Lab Note · updated 2026-06-19
Measure Where It Matters
Adaptive, uncertainty-driven acquisition treats the microscope as part of the model — spending photons and time only where the image is uncertain or the biology is happening, instead of scanning everything uniformly.
The problem — Most pipelines treat the microscope as a fixed source: acquire a whole field at one uniform setting, then analyze whatever comes out. But uniform acquisition spends the same photons and the same time on empty background as on the one dividing cell that matters — bleaching the sample and burning the clock everywhere equally. Worse, the regions you under-sampled are exactly where a downstream model is most likely to hallucinate, inventing structure that was never measured. The acquisition you skipped becomes the error you can't see.
What it is / how it works — Adaptive, closed-loop acquisition closes the gap between measuring and modeling. A fast, low-dose pass is run through a model that reports not just an image but where it is unsure (or where the science is), and the system then re-measures only those regions. Ye et al. make the cleanest case in optical microscopy: a network denoises and predicts pixel-wise uncertainty (via distribution-free conformal prediction, one forward pass), then rescans only the most uncertain pixels — up to a 16× reduction in acquisition time and light dose on real confocal and multiphoton systems, while the uncertainty map pinpoints and then erases hallucinations. The same logic, generalized, is the Bayesian active-learning program (Ziatdinov & Kalinin): a surrogate plus an acquisition function picks the next measurement — the same machinery that makes Bayesian optimization sample-efficient for expensive black-box problems — decisive when imaging is destructive or irreversible. And it is already biological and real-time — event-driven microfluidic systems autofocus and segment live cells in tens to hundreds of milliseconds (Friederich et al.; Seiffarth et al.), and the optical analog recovers aberration corrections by optimizing an image-quality metric directly (Yeminy & Katz).
Where it breaks — The optimizer is never the hard part; the reward is.
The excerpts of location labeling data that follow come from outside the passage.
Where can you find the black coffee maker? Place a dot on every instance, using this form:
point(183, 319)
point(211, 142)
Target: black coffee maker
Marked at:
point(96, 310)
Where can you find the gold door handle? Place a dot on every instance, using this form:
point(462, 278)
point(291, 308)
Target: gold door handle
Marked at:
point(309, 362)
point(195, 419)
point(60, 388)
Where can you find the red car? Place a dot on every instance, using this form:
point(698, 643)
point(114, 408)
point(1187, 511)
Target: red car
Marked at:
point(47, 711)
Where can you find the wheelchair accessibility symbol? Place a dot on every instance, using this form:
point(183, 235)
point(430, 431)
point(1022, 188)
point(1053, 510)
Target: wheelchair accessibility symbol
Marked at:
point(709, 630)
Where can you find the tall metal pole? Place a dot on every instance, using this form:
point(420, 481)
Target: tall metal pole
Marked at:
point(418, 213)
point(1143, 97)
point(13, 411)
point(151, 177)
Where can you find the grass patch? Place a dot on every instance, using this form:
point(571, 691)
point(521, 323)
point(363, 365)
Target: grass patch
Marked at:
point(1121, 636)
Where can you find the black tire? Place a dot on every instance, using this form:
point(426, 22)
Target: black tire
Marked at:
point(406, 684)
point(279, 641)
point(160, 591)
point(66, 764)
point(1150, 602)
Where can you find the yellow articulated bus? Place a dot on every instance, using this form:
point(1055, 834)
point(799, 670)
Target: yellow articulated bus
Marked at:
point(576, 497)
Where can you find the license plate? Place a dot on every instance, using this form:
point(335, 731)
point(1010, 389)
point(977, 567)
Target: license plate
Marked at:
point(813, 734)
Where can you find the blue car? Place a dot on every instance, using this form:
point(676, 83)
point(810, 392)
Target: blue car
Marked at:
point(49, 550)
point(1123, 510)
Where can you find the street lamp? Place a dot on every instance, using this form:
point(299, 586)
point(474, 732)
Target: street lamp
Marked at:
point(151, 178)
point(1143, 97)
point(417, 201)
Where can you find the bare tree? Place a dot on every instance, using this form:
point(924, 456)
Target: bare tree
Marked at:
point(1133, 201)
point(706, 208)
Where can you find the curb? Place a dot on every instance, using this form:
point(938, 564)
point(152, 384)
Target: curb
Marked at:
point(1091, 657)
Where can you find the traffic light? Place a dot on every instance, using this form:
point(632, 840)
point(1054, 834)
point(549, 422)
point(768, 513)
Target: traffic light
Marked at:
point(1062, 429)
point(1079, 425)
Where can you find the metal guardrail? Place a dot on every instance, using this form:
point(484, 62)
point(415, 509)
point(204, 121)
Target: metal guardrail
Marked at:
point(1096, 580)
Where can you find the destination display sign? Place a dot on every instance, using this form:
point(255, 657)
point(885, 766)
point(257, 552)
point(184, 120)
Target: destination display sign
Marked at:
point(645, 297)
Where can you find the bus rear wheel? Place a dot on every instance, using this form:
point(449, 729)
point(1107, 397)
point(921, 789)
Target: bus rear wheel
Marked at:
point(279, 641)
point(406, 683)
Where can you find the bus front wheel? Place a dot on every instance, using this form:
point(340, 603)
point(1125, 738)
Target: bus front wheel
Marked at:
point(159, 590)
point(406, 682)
A closed loop is only as trustworthy as the signal steering it: miscalibrated uncertainty sends the microscope to confidently wrong places, and a naive no-reference quality metric can reward sharp-looking artifacts over true signal. And because an adaptive loop changes which data exists, it is part of the system, not a setting — it has to be logged, versioned, and reproducible like any other stage, or a model isn't the system quietly becomes "no one can reproduce the run." This is why adaptive acquisition belongs next to verified outputs, not in a corner of the acquisition software.
References
- Ye et al., Learned, Uncertainty-driven Adaptive Acquisition for Photon-Efficient Scanning Microscopy (Optica, 2023)
- Ziatdinov et al., Bayesian Active Learning for SPM: from Gaussian Processes to Hypothesis Learning (ACS Nano, 2022)
- Friederich et al., EAP4EMSIG: Event-Driven Microscopy for Microfluidic Single-Cell Analysis (2025)
- Seiffarth et al., DART: Design-Aware Microfluidic Chip for Real-Time Live-Cell Image Analysis (2026)
- Yeminy & Katz, Guidestar-free Image-guided Wavefront-Shaping (Science Advances, 2020)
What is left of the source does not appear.